OSEP #6: New People Offices Schema¶
Author(s) | @jamesturk |
Implementer(s) | @jamesturk |
Status | Final |
Issue | https://github.com/openstates/enhancement-proposals/issues/26 |
Draft PR(s) | https://github.com/openstates/enhancement-proposals/pull/27 |
Approval PR(s) | https://github.com/openstates/enhancement-proposals/pull/TBD |
Created | 2021-08-13 |
Updated | 2021-10-13 |
Abstract¶
Make improvements to how office/contact information is represented to allow better modeling of real world scenarios & reduce user confusion.
Specification¶
Currently Open States stores contact information in a highly normalized form: ContactDetail - type (address|email|url|fax|text|voice|video|pager|textphone) [1] - value - note - person_id
This is based on the Popolo spec, which heavily influenced Open Civic Data's modeling. One reason for this was to avoid a bunch of null columns for lesser used values, but in practice, we only use voice
, fax
, and address
. (email
was used but then moved to a top level field in early 2020).

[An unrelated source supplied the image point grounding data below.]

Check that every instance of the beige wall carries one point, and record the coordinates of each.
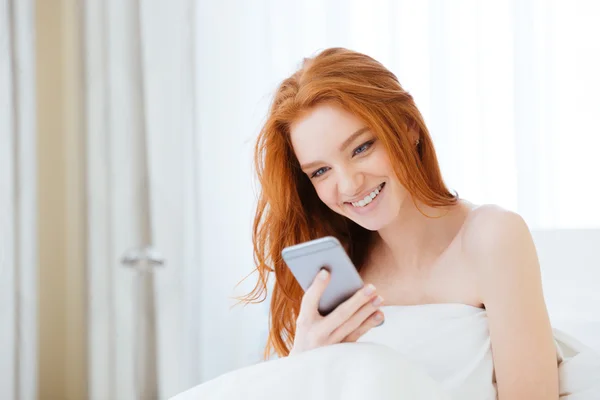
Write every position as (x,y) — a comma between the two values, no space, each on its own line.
(62,357)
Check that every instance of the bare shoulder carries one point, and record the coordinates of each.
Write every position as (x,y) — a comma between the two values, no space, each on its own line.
(492,231)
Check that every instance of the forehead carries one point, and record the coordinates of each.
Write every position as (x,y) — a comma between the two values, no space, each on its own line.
(321,131)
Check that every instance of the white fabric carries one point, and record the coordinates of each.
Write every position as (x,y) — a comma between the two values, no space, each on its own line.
(346,371)
(210,69)
(431,351)
(18,206)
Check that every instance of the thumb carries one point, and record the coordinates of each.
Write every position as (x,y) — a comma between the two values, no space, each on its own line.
(315,291)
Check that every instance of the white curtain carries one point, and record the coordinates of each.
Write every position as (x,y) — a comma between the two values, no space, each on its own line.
(18,251)
(507,89)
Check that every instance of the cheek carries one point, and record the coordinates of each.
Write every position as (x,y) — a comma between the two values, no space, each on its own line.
(326,192)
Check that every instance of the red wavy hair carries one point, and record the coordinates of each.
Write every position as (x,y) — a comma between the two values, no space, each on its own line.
(289,210)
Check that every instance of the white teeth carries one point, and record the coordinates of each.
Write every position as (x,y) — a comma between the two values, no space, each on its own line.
(368,198)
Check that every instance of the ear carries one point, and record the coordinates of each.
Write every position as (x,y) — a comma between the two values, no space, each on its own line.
(413,130)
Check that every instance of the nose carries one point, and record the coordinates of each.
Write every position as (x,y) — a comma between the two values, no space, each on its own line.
(350,182)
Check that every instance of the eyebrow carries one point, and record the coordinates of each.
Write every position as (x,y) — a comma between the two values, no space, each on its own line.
(343,146)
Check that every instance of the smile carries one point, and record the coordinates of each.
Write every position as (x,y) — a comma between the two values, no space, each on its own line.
(369,197)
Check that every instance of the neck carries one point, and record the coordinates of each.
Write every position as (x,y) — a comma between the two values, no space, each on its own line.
(413,239)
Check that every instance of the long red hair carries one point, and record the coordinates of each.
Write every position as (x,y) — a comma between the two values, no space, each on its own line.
(289,210)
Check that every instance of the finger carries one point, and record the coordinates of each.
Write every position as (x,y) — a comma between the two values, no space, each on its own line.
(348,308)
(373,321)
(356,320)
(312,296)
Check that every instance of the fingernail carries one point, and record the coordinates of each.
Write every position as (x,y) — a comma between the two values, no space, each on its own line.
(369,289)
(377,301)
(323,274)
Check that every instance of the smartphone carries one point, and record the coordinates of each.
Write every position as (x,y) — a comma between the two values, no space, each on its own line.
(305,260)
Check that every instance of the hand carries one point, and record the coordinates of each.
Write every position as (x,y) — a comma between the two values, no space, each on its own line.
(347,323)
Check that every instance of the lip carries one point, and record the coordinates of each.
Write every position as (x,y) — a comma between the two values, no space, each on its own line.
(362,196)
(368,207)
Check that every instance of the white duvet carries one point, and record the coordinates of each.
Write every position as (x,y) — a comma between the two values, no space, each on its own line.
(438,351)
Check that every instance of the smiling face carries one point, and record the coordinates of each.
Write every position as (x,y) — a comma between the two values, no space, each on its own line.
(347,165)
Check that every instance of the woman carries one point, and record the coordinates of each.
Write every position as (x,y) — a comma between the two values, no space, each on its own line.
(345,152)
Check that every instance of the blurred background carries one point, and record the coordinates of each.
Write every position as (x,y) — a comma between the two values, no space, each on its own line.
(127,189)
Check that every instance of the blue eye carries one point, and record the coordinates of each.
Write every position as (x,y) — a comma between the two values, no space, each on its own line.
(362,148)
(318,172)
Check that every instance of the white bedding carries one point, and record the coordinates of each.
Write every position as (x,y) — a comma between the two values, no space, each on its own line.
(344,371)
(436,351)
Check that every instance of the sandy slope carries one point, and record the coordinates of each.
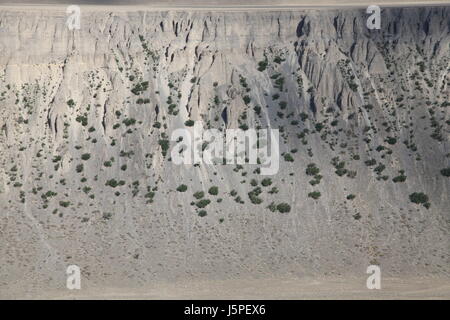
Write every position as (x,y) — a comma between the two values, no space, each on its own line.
(226,5)
(284,288)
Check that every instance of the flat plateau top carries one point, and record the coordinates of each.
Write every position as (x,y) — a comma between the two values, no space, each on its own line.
(228,6)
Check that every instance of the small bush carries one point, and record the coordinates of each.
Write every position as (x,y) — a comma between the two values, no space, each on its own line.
(315,195)
(214,191)
(199,195)
(418,197)
(446,172)
(283,207)
(189,123)
(203,203)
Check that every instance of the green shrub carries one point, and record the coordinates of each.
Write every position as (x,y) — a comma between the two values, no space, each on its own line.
(189,123)
(64,204)
(288,157)
(418,197)
(129,121)
(262,65)
(351,197)
(214,191)
(199,195)
(446,172)
(315,195)
(312,170)
(400,178)
(203,203)
(71,103)
(283,207)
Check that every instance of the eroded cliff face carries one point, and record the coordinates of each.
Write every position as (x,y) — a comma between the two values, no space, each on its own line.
(85,116)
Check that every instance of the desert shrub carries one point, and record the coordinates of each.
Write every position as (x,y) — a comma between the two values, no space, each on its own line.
(312,170)
(253,196)
(164,143)
(189,123)
(418,197)
(400,178)
(57,158)
(129,121)
(272,207)
(71,103)
(391,140)
(214,191)
(262,65)
(283,207)
(266,182)
(203,203)
(199,195)
(79,168)
(64,204)
(446,172)
(288,157)
(106,215)
(315,195)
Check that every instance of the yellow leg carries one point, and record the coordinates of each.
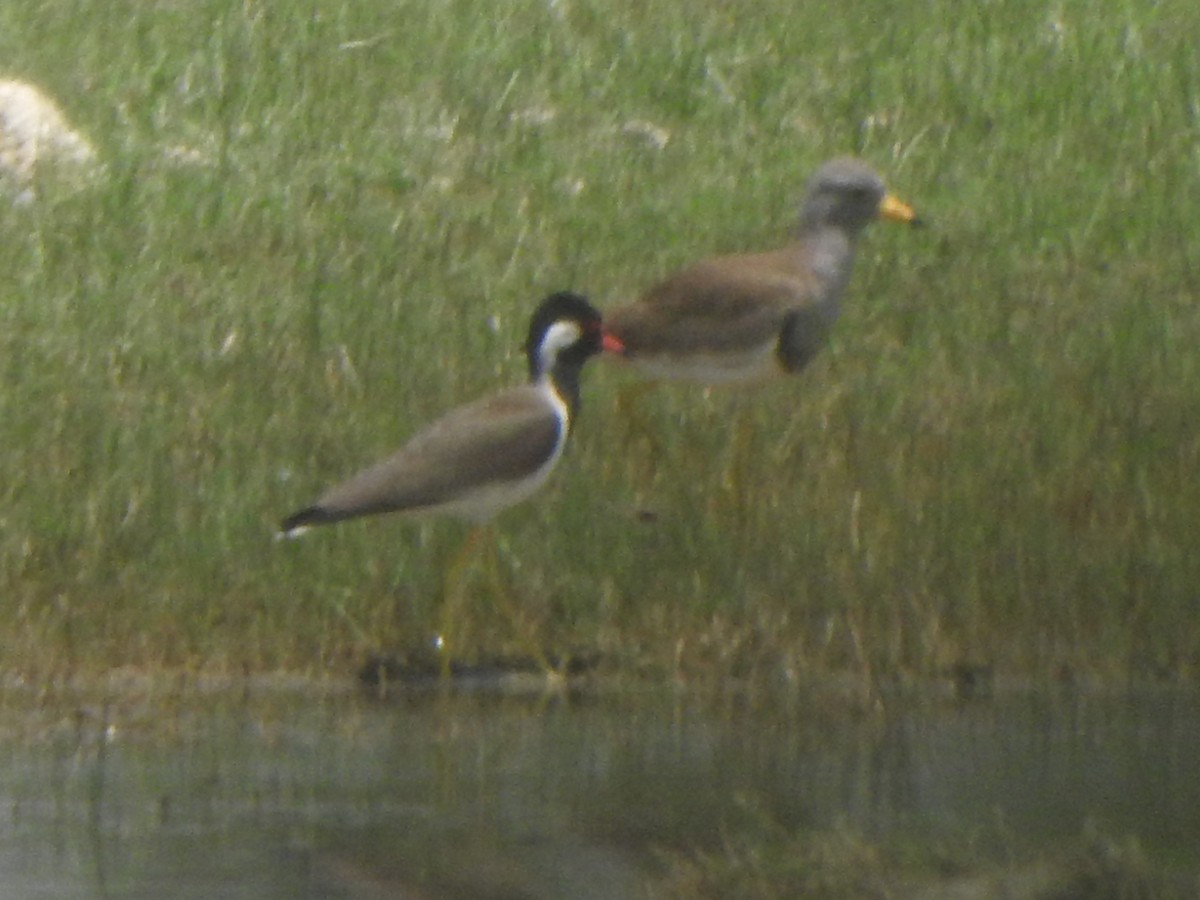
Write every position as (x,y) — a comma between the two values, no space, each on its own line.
(453,588)
(451,595)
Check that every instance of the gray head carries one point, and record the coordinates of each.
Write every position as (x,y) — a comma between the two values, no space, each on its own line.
(847,193)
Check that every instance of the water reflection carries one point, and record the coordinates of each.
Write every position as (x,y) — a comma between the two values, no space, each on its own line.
(294,793)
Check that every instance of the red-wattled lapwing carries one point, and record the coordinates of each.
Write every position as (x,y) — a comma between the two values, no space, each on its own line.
(747,317)
(739,318)
(487,455)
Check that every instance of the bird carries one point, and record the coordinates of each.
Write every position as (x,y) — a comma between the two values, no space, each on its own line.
(745,317)
(484,456)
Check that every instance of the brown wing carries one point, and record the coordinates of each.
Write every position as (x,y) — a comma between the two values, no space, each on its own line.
(721,304)
(503,437)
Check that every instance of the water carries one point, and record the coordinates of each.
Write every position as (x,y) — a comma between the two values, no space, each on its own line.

In practice though, we typically tie addresses together "e.g. Capitol Office or District Office". This is done via note
, which is now required to be either Capitol Office
, District Office
, or Primary Office
.
This proposal suggests moving us towards a model that more accurately represents how most states provide (and users use) the data:
Office - classification: capitol | district | primary - address - voice - fax - name (optional)
With additional validation rules:
- an office must have at least one of address
, voice
, fax
.
- At most one address may have the classification capitol
or primary
.
- Any number of district
addresses may be provided.
- If name
is not provided, an office will display as Capitol Office
, District Office
, or Primary Office
as it does now (based on classification
)
Rationale¶
As noted above, we currently group address information into Capitol Office & District Office (& occasionally Primary Office). Doing so does not allow us to distinguish between multiple district offices, which are common in certain states (e.g. California). This leads to unclear pairings of data on OpenStates.org as well as an issue in API v3 which attempts to do this grouping for user convenience.

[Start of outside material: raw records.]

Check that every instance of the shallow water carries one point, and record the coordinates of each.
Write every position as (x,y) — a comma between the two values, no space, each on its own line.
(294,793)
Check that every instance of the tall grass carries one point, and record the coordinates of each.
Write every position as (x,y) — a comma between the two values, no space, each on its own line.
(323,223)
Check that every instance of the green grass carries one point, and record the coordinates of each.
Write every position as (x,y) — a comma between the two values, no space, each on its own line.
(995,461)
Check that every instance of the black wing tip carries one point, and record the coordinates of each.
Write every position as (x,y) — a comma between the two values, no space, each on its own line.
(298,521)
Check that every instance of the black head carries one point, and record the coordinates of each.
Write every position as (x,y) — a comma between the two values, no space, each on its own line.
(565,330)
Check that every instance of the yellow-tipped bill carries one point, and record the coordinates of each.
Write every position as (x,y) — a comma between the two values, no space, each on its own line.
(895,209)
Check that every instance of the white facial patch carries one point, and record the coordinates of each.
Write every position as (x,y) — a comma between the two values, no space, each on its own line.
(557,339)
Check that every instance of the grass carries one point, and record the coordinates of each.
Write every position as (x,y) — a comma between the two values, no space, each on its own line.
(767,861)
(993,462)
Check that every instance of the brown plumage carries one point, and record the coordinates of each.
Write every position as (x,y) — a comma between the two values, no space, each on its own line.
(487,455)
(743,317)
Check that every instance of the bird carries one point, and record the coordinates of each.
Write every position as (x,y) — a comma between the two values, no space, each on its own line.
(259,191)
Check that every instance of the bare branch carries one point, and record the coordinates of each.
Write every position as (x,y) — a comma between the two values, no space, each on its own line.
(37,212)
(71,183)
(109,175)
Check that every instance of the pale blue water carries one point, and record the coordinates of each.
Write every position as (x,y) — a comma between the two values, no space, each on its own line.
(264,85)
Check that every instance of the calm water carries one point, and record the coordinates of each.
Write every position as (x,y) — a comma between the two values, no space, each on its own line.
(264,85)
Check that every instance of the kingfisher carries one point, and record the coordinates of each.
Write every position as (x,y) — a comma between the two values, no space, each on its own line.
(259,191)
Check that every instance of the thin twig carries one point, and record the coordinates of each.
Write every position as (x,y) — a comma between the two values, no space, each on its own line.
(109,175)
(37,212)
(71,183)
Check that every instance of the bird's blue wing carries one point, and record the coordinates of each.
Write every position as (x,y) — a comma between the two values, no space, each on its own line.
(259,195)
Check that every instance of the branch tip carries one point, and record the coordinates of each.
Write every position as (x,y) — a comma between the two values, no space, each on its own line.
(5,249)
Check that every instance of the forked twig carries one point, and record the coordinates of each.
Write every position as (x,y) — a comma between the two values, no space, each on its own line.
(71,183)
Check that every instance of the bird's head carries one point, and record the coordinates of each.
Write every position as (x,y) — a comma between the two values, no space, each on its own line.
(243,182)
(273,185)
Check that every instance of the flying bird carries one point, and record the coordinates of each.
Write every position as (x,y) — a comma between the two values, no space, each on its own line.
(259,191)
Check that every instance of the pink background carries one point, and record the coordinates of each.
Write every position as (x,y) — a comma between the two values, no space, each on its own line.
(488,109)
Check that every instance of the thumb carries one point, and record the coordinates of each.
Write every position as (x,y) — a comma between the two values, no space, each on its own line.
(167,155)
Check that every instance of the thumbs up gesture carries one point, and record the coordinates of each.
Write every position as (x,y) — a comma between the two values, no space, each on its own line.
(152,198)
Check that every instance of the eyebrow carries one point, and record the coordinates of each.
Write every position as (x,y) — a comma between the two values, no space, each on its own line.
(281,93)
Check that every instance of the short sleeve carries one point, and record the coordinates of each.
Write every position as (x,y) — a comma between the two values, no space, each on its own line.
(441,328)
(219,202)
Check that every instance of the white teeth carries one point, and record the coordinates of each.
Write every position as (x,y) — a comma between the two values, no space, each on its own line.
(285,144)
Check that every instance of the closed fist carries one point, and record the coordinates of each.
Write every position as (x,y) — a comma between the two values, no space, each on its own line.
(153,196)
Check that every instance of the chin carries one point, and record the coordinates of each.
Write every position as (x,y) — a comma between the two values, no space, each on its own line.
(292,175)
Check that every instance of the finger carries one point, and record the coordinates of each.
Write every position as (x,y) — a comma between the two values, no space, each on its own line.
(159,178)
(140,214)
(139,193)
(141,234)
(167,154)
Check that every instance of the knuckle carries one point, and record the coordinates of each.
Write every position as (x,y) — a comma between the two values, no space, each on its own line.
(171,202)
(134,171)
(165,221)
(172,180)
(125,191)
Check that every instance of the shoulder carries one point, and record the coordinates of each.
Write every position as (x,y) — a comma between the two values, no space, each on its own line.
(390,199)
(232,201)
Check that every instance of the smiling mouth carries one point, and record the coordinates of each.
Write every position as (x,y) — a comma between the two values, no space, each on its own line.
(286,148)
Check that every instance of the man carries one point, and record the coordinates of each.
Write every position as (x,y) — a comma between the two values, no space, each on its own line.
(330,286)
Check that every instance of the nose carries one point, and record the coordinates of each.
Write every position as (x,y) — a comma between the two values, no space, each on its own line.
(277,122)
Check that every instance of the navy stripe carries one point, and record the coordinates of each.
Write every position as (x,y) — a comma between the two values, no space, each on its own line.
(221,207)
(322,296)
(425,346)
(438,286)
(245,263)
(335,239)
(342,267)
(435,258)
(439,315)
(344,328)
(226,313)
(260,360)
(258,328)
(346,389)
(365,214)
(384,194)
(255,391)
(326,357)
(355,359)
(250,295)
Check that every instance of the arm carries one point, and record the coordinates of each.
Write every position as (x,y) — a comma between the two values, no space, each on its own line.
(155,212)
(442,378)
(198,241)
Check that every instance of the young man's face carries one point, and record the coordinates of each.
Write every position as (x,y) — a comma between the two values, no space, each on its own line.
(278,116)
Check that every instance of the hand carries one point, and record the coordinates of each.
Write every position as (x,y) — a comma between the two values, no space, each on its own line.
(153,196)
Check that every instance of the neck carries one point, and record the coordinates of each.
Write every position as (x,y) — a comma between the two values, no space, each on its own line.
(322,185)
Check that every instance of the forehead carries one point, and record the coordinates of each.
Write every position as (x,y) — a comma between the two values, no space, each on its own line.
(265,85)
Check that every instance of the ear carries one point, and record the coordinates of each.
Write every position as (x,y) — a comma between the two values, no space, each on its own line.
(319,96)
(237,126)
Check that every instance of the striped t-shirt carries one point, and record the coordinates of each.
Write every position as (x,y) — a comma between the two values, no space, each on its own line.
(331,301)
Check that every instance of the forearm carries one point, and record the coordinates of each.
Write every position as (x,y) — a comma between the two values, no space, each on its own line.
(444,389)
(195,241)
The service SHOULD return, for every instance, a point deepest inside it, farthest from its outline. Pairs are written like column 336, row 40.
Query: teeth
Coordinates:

Additionally, the code to merge scraped people is quite complex and has several conditions that cause it to bail & request manual resolution. These conditions are direct consequences of the current schema.
For more clear examples of the issues presented, assume a person has the following ContactDetail records: - type=voice, note=District, value=555-555-1234 - type=address, note=District, value=123 Main Street - type=voice, note=District, value=555-555-6666 - type=address, note=District, value=1600 Pennsylvania Ave
OpenStates.org will show two district offices, but there is no way to know which number corresponds to which address, so they will be grouped based on database retrieval order.
API v3 will only show one district office, since the logic there is to attempt to convert ContactDetail records into more usable "offices" which works well for most cases, but the pairing information is not currently available in this case.
Finally, the people merge code (openstates-core/people) will not be able to merge any changes that affect the District offices since it can not be confident which phone number was added/removed/changed. (Essentially due to missing a unique data path to the changed item, which is not an issue with any other piece of data at present.)
Drawbacks¶
We will lose the flexibility of supporting other contact detail types. Given that they haven't been used thus far makes that feel like a reasonable trade-off.
This proposal will require consumers of the raw people data to update their code, as the openstates/people
repository will need to be updated, with a migration script run to convert existing offices to the new format.
Implementation Plan¶
After approval, a script will be written to convert openstates/people
to the new data format. All appropriate data scripts (os-people to-database
and merge
) will be updated, initially to import the data to both the old ContactDetail
table as well as the new Offices
table.
Initially this means that upstream impact will be limited, this will give us time to update OpenStates.org, API v2, and v3.
OpenStates.org's display logic will be changed to support the new offices
data.
From this point, the GraphQL API will be updated to support both forms with a transformation step to allow backwards compatibility. The new offices
key will be added and queryable via GraphQL, whereas the old contactDetails
key can be left intact as-is with a backwards-compatibility shim put in place.
API v3 will be updated to query the database's offices
key. Given that it already uses the offices
key in responses, the new name
& classification
key will be the only impact there.
After all of these changes are implemented, the old ContactDetail
table can be dropped from the database & import process.
Copyright¶
This document has been placed in the public domain per the Creative Commons CC0 1.0 Universal license.